Bryan Herta Autosport announced Friday (Jan. 14) that Robert Wickens will return to full-time competition in 2022. He will drive the No. 33 Hyundai Elantra N TCR full-time in IMSA Michelin Pilot Challenge alongside Mark Wilkins, thus completing the 12-driver lineup that BHA announced on Jan. 6.
“I’ve spent a lot of nights thinking and dreaming of this moment, and with the support from Bryan Herta and Hyundai it is all becoming a reality,” Wickens said in a press release. “I am hungrier now than I was before my accident to compete for wins again! I’m really looking forward to incorporating myself with the entire Bryan Herta Autosport team and finally get my first taste of the Hyundai Elantra N TCR.”
For team owner Bryan Herta, it is a momentous occasion for someone of Wickens’ caliber to make his return to racing with his team.
“Today is a monumental day for us as a team and as fans of Robert Wickens,” Herta stated in a press release. “We have followed along with Robert’s rehabilitation and marveled at his determination and dedication, along with his many, many fans.

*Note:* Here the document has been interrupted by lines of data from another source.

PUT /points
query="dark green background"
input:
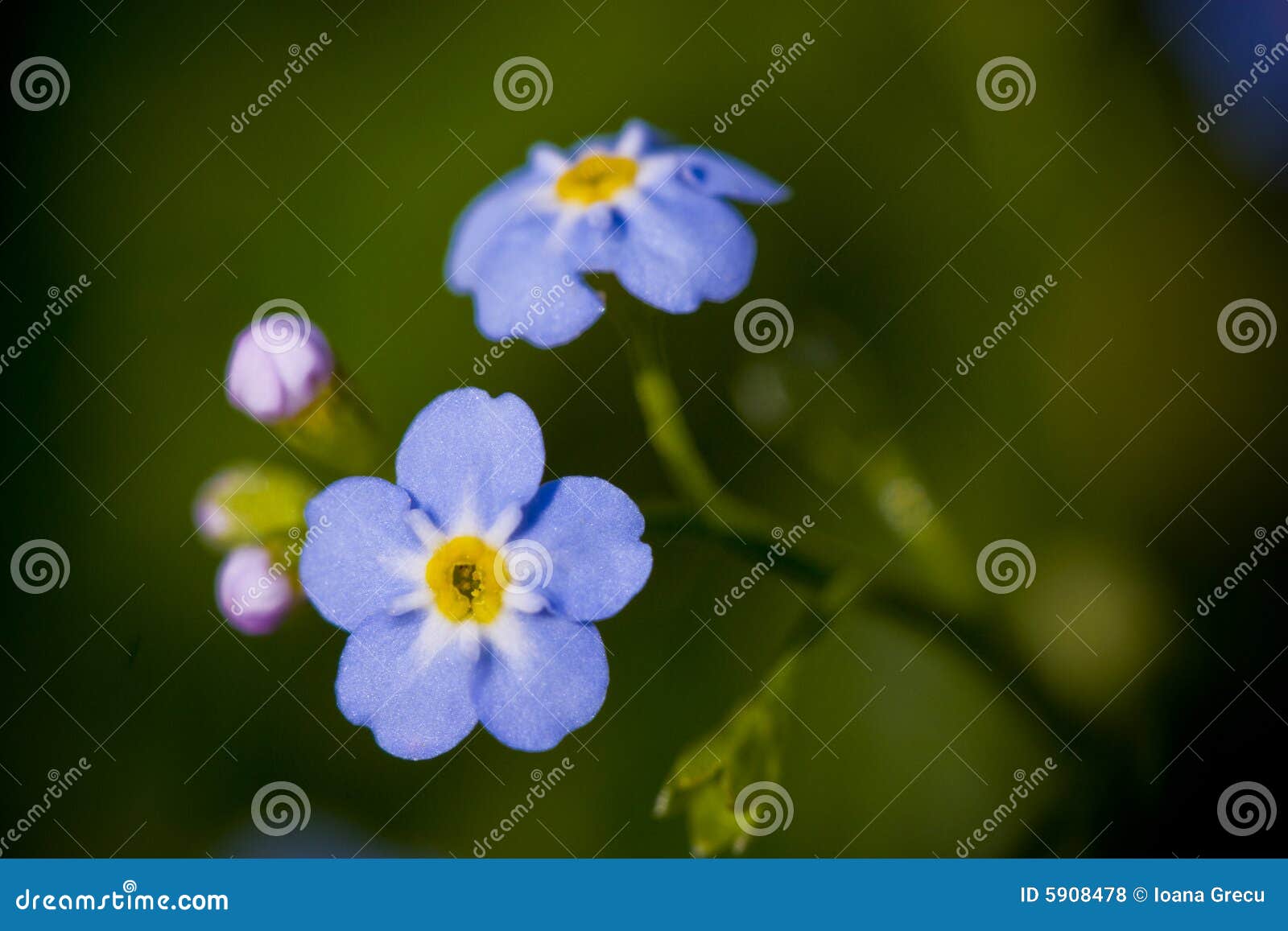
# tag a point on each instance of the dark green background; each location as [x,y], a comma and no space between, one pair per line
[184,720]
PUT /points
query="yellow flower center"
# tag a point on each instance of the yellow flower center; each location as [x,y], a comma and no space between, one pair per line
[596,178]
[468,579]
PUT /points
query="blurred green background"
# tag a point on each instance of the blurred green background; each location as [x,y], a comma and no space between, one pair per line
[916,212]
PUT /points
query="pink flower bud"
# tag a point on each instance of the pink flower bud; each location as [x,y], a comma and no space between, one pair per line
[280,365]
[253,592]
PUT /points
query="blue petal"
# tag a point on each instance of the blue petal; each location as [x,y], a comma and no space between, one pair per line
[468,457]
[530,287]
[412,690]
[539,678]
[679,249]
[721,175]
[592,531]
[495,208]
[357,534]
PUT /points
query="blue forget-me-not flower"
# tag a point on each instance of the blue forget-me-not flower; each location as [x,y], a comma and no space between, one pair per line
[470,590]
[654,214]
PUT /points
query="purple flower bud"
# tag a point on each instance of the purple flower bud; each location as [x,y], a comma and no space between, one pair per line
[280,365]
[253,592]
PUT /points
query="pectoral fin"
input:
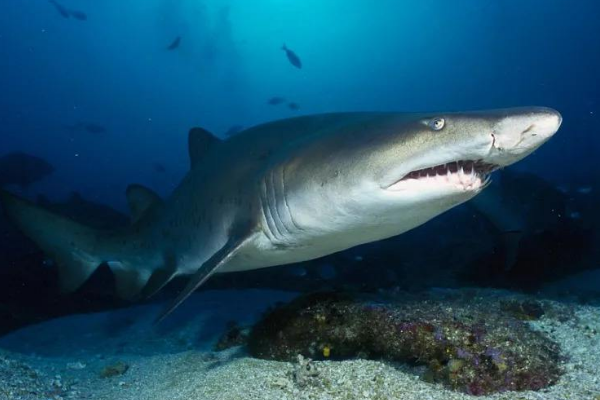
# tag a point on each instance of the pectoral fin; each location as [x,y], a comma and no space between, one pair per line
[209,267]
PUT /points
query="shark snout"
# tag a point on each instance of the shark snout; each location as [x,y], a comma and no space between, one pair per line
[520,132]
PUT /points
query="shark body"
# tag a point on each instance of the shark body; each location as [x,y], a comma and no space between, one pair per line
[289,191]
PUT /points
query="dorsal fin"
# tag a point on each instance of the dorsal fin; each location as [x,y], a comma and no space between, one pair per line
[140,200]
[200,141]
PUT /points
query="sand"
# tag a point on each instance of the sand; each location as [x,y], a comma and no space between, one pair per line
[50,361]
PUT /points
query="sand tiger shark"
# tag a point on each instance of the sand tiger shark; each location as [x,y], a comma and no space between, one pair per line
[289,191]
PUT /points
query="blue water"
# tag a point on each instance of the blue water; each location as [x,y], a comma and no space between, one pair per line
[113,69]
[93,88]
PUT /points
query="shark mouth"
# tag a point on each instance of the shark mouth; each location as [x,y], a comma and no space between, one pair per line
[463,175]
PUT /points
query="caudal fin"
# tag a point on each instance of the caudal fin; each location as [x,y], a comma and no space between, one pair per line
[75,248]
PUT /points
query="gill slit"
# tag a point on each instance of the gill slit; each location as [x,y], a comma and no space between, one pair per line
[274,209]
[271,231]
[285,202]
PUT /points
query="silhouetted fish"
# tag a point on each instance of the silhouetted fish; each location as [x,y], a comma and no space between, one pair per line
[61,10]
[276,100]
[292,57]
[80,15]
[175,43]
[234,130]
[23,169]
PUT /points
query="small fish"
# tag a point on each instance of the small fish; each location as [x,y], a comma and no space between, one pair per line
[292,57]
[61,10]
[175,43]
[276,101]
[80,15]
[234,130]
[584,190]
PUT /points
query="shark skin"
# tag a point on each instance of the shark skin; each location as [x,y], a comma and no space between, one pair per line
[289,191]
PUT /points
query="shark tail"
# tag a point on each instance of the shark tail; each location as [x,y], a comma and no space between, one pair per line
[77,250]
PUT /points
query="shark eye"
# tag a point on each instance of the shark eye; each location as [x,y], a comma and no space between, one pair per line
[437,124]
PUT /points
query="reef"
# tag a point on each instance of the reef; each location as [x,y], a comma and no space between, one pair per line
[471,345]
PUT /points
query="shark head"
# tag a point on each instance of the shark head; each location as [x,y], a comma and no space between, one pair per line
[378,175]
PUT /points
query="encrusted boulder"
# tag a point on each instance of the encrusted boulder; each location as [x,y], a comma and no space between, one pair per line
[474,346]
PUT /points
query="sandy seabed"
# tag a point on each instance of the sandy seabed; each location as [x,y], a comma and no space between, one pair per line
[117,355]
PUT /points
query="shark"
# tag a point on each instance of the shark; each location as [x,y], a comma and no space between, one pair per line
[289,191]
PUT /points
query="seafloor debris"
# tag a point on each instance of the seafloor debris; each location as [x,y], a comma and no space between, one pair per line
[305,372]
[234,336]
[116,369]
[473,346]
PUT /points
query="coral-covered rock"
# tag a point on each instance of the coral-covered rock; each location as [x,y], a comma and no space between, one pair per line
[472,346]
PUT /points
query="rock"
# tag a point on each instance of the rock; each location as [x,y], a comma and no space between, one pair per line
[472,345]
[117,369]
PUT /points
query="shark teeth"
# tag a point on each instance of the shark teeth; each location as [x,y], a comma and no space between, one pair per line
[464,175]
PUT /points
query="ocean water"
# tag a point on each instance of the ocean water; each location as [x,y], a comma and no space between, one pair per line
[100,95]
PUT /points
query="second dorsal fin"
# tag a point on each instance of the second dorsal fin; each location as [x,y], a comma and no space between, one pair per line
[200,141]
[140,200]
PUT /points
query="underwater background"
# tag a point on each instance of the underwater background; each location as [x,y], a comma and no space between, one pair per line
[97,95]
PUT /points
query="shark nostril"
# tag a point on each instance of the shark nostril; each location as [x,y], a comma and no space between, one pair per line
[529,129]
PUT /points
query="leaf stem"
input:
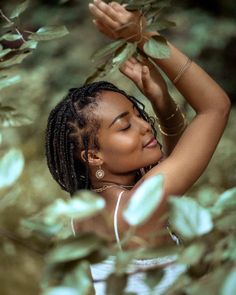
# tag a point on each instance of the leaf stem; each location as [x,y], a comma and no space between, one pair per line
[10,22]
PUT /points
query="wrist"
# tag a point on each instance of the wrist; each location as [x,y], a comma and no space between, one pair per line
[145,37]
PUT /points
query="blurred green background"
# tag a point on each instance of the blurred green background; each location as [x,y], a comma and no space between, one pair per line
[206,31]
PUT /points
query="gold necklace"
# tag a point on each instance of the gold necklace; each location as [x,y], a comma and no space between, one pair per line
[107,186]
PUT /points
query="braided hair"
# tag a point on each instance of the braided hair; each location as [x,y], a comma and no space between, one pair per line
[72,128]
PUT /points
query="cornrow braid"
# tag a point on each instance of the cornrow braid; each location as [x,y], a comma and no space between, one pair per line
[72,128]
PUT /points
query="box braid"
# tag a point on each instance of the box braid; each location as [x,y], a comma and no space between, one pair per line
[72,128]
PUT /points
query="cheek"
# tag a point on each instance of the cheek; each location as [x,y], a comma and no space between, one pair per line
[121,144]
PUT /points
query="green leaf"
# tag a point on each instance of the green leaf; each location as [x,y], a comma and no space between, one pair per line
[19,9]
[144,201]
[60,290]
[14,120]
[83,205]
[227,200]
[7,81]
[11,167]
[226,223]
[108,49]
[116,284]
[157,47]
[123,260]
[229,286]
[16,59]
[74,249]
[31,44]
[125,53]
[188,218]
[49,33]
[4,52]
[153,277]
[80,279]
[160,25]
[192,254]
[11,37]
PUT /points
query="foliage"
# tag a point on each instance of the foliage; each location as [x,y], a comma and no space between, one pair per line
[117,52]
[10,57]
[36,86]
[208,250]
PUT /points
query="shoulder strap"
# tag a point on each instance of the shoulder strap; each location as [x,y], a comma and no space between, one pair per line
[116,221]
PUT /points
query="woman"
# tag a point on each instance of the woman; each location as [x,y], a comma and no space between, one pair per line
[100,138]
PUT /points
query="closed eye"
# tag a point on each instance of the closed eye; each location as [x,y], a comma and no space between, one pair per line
[126,128]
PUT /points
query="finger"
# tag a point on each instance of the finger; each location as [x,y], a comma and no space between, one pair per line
[145,77]
[104,29]
[118,7]
[133,60]
[107,9]
[100,15]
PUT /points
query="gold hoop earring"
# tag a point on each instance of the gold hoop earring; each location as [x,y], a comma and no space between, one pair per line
[100,173]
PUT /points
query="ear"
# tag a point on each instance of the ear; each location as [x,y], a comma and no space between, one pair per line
[94,157]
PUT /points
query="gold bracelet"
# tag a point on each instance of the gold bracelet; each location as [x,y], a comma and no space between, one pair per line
[182,70]
[173,114]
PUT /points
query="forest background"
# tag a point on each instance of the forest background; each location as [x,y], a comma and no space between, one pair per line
[206,31]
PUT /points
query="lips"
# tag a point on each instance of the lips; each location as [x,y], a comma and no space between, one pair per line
[151,143]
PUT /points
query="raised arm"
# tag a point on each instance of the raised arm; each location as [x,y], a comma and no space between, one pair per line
[199,140]
[144,74]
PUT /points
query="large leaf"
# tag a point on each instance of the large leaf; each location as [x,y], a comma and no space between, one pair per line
[11,167]
[157,47]
[19,9]
[188,218]
[125,53]
[108,49]
[74,249]
[144,201]
[49,33]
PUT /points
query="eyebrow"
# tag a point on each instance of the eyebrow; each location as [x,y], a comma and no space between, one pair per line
[122,115]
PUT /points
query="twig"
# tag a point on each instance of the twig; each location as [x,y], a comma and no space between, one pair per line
[10,22]
[10,236]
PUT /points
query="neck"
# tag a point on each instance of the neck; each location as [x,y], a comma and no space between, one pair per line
[127,180]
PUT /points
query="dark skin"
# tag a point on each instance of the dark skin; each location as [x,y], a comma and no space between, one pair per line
[122,152]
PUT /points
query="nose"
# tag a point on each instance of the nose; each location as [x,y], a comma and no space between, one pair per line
[144,126]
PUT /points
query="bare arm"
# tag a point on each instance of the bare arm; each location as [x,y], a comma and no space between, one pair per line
[194,149]
[144,74]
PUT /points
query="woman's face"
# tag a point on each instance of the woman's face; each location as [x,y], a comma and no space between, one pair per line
[126,140]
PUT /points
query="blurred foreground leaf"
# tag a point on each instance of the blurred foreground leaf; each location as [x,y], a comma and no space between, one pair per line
[144,201]
[11,167]
[188,218]
[49,33]
[7,81]
[157,47]
[19,9]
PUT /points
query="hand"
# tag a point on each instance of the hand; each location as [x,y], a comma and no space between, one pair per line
[149,81]
[114,21]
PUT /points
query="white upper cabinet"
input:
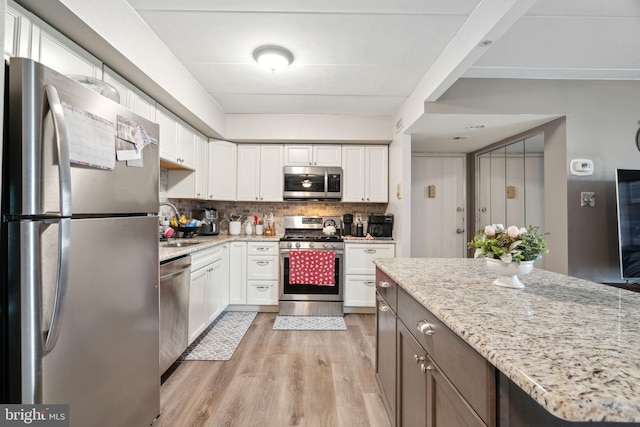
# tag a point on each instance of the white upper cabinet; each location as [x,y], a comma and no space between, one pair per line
[222,164]
[191,184]
[365,173]
[260,172]
[202,169]
[313,155]
[27,36]
[177,142]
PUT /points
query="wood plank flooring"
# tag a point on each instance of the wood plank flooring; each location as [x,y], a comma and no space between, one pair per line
[281,379]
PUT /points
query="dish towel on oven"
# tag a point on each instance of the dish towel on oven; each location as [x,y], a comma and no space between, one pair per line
[312,268]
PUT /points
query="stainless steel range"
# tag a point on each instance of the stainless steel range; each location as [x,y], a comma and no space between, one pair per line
[311,267]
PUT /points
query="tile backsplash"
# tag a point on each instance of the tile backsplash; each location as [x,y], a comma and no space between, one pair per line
[191,208]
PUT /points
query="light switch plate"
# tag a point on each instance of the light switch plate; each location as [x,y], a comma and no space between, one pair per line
[581,167]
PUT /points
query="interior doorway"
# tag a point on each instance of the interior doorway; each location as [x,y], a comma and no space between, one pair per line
[438,206]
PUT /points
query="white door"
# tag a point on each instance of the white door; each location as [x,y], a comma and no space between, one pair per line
[438,207]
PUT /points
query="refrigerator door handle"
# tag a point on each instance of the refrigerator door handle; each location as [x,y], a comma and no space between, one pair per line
[62,283]
[62,141]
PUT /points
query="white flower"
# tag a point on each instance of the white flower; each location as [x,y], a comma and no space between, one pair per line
[513,232]
[490,231]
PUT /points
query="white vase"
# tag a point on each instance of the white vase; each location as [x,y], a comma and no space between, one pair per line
[508,272]
[234,228]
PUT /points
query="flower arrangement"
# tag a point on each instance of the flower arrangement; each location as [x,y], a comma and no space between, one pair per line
[510,244]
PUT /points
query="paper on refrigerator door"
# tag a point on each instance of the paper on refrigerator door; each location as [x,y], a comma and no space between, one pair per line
[91,138]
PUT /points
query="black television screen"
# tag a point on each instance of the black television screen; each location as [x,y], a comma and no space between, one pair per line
[628,197]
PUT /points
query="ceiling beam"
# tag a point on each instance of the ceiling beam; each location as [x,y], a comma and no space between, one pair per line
[489,21]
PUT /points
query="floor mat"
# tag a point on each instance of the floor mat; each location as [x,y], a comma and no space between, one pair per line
[220,340]
[310,323]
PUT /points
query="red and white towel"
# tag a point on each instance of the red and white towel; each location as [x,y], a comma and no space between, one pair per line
[312,268]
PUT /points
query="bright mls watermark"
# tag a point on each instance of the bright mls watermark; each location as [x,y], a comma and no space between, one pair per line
[34,415]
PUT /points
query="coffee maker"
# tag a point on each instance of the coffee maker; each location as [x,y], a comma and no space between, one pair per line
[380,226]
[209,222]
[347,221]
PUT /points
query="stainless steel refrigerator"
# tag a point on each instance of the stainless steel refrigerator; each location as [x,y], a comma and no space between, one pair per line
[79,298]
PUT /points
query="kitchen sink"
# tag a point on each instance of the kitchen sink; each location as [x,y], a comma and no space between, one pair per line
[178,244]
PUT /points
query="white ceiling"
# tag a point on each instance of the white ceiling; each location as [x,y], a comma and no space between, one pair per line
[365,57]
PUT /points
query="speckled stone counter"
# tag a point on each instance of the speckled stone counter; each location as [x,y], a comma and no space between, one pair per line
[572,345]
[204,242]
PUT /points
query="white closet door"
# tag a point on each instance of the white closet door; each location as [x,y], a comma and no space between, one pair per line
[438,228]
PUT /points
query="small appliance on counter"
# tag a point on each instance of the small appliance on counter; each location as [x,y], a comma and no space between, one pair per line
[380,225]
[347,223]
[210,223]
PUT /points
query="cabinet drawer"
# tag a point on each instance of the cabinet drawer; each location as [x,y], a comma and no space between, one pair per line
[258,248]
[359,257]
[387,289]
[262,292]
[262,268]
[467,370]
[205,257]
[359,291]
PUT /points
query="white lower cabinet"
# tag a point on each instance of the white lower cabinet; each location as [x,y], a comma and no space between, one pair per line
[254,273]
[207,283]
[263,273]
[360,272]
[359,291]
[238,273]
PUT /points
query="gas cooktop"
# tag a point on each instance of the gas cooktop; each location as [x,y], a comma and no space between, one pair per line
[302,231]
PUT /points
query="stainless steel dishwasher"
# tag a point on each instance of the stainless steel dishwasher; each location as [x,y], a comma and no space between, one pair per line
[175,280]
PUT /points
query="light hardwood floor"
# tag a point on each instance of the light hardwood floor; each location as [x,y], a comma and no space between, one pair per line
[280,379]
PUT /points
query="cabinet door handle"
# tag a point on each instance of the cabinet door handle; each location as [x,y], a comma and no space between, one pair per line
[425,327]
[424,368]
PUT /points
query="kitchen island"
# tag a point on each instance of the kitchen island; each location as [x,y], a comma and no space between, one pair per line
[569,345]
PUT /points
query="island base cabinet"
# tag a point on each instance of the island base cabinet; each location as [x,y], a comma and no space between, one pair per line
[386,323]
[412,382]
[427,397]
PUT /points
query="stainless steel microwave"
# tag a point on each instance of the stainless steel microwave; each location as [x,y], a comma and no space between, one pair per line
[312,183]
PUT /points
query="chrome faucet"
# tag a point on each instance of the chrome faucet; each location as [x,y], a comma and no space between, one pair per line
[172,206]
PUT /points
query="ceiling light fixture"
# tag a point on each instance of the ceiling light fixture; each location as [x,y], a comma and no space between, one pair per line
[273,58]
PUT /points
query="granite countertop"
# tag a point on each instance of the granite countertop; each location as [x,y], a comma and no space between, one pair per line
[353,239]
[204,242]
[571,344]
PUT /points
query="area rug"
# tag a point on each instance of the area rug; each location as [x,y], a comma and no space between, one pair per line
[220,340]
[309,323]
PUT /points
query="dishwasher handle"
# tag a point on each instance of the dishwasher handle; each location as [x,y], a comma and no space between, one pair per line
[175,266]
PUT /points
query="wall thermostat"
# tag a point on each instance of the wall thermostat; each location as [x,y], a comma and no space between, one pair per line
[581,167]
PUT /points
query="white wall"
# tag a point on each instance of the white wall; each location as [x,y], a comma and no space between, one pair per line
[400,207]
[308,128]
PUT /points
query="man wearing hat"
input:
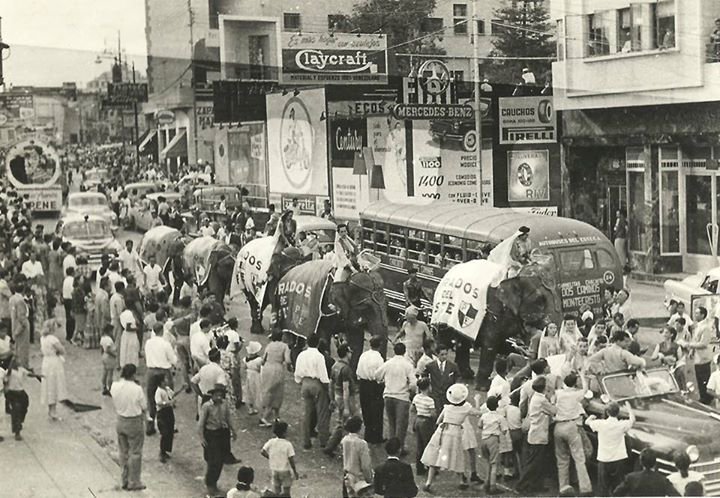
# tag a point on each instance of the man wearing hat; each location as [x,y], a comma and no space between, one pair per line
[216,430]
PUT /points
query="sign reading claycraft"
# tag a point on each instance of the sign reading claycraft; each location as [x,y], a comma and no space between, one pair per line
[347,137]
[340,59]
[528,175]
[527,120]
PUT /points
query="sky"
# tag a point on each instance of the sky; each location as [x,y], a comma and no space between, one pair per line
[53,41]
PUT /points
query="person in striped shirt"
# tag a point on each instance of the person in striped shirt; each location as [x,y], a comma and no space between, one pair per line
[425,417]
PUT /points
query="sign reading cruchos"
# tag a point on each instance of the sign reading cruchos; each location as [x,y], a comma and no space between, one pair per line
[338,59]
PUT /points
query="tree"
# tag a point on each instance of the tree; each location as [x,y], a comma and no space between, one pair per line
[521,29]
[406,24]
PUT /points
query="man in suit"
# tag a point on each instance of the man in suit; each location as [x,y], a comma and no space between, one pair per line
[394,478]
[646,482]
[443,373]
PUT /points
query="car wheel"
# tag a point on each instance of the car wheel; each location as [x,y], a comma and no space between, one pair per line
[470,141]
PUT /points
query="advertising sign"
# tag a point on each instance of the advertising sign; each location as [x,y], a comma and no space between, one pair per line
[460,299]
[297,143]
[527,120]
[341,58]
[528,175]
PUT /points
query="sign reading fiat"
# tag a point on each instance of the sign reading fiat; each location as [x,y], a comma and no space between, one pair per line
[339,58]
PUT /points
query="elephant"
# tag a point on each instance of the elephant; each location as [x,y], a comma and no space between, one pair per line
[205,260]
[351,308]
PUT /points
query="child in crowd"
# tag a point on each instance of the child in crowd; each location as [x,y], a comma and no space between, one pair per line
[243,488]
[165,402]
[16,398]
[281,455]
[427,357]
[109,358]
[424,407]
[492,427]
[252,364]
[357,464]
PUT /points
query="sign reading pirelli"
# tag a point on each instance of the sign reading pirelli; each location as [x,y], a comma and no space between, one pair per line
[527,120]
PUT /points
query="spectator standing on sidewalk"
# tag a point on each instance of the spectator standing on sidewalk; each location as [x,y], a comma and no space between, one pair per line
[371,390]
[160,359]
[130,405]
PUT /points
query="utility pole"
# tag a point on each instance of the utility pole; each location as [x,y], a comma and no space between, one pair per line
[3,46]
[192,80]
[476,92]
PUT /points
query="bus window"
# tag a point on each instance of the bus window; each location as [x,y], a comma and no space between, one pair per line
[576,259]
[605,259]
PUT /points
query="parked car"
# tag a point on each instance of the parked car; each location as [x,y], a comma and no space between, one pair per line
[700,283]
[667,421]
[140,218]
[95,203]
[91,234]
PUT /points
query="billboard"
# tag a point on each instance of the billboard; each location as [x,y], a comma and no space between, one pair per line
[527,120]
[297,143]
[528,175]
[334,59]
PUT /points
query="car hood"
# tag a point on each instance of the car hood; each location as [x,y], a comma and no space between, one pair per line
[673,422]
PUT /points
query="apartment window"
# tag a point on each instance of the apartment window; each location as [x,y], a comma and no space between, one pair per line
[460,19]
[338,23]
[291,22]
[431,24]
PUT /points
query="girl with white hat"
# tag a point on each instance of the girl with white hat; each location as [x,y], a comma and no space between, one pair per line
[447,447]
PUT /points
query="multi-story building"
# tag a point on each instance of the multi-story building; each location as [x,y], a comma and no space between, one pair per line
[190,45]
[637,86]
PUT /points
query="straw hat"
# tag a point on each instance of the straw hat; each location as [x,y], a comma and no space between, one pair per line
[253,347]
[457,393]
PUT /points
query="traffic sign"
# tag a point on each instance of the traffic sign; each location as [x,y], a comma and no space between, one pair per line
[433,111]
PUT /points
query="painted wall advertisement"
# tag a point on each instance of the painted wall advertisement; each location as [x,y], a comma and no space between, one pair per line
[297,143]
[528,175]
[527,120]
[340,58]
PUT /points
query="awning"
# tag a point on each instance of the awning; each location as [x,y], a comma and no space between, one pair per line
[176,148]
[148,141]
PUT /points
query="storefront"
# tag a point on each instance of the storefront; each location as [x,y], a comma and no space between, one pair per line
[659,165]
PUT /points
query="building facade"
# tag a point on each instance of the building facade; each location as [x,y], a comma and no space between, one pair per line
[636,86]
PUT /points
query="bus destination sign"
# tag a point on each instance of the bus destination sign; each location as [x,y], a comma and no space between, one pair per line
[433,111]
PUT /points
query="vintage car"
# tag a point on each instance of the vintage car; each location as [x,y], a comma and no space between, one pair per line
[667,421]
[140,218]
[95,177]
[700,283]
[91,234]
[94,203]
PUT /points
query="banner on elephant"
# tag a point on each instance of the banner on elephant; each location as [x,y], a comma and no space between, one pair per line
[460,299]
[251,267]
[300,296]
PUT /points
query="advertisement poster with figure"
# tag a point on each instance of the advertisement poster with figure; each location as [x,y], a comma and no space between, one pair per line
[297,143]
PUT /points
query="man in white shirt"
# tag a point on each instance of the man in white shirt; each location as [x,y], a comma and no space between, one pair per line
[129,402]
[398,374]
[311,373]
[612,452]
[32,268]
[154,279]
[160,359]
[200,344]
[371,390]
[130,260]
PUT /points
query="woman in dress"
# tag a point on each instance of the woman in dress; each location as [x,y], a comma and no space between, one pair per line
[272,379]
[446,449]
[52,388]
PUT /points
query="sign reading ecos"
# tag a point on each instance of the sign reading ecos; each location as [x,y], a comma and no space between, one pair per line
[527,120]
[339,59]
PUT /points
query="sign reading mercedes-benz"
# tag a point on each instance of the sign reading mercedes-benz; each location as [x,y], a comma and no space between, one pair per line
[340,58]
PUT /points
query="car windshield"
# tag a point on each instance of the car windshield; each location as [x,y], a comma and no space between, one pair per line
[94,229]
[639,384]
[87,201]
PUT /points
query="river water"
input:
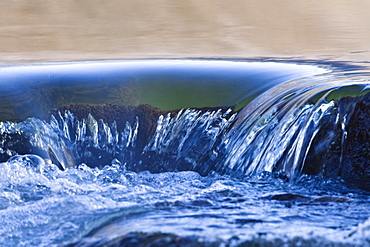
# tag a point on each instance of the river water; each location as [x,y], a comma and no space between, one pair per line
[202,178]
[199,178]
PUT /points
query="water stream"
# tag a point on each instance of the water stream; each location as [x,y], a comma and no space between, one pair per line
[237,173]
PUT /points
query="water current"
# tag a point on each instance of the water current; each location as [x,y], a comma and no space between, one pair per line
[232,174]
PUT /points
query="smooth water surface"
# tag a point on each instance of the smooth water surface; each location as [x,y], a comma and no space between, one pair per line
[216,180]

To now announce that he will be making his professional motorsports return in one of our Hyundai Elantra N TCR cars is truly incredible. We thank Hyundai for their amazing support and helping us build a path for Robert to get back to where he belongs.”
When the BMW Endurance Challenge rolls off on Jan. 28, it will mark Wickens’ first competitive race since his catastrophic crash in the 2018 ABC Supply 500 at Pocono Raceway. Wickens’ car was launched into the catchfence in the Tunnel Turn, resulting in a series of injuries. The most notable of the injuries were a spinal cord injury and a throacic spinal fracture, which required surgical intervention.
Two months after the crash, Wickens acknowledged that he is now paralyzed as a result of the crash. Since then, Wickens has been in rehabilitation on a daily basis, attempting to regain as much use of his extremities as possible. Racing-wise, Wickens has driven in sim races since the crash. He was part of INDYCAR’s iRacing Series
BHA is likely the best place for Wickens to end up in IMSA. The team already has experience with hand control systems. Michael Johnson, who drives the No. 54 Hyundai, is also paralyzed from the waist down as a result of a motorcycle crash and races with the use of a hand control system. Wickens tested Johnson’s Hyundai Veloster N TCR last May at Mid-Ohio Sports Car Course. The hand control is not the only way in which the car can be driven. Stephen Simpson, Johnson’s co-driver/driver coach, drives the car in a traditional style.
“The car’s still in one piece, but it felt good,” Wickens told IMSA’s David Phillips at the time. ” There’s a lot going on: First time with hand controls, first time with this car and on a damp track. It gave me a much greater appreciation for what Michael Johnson has been able to achieve. I tried not to be a hero, hard as that was! But it felt good to be back in a race car.”
According to the team’s press release, Wilkins will have access to a switch that will deactivate the hand throttle. As a result, it will become a regular Hyundai Elantra N TCR that can be driven using the pedals and the paddle shifters.
Wickens’ background is primarily in open-wheel racing, but prior to his time in the NTT IndyCar Series, Wickens competed full-time in DTM from 2012-2017 in Mercedes equipment. In 84 starts, Wickens scored six career victories and 15 podium finishes. His best finish in points was fourth in 2016.
Wickens’ first chance to drive the Hyundai Elantra N TCR will be next Friday at Daytona International Speedway as part of the ROAR Before the 24. The season opener for IMSA Michelin Pilot Challenge, the BMW Endurance Challenge at Daytona on Jan. 28, can be streamed live on Peacock starting at 1:30 p.m. ET. Frontstretch will be in Daytona to bring you coverage on-site.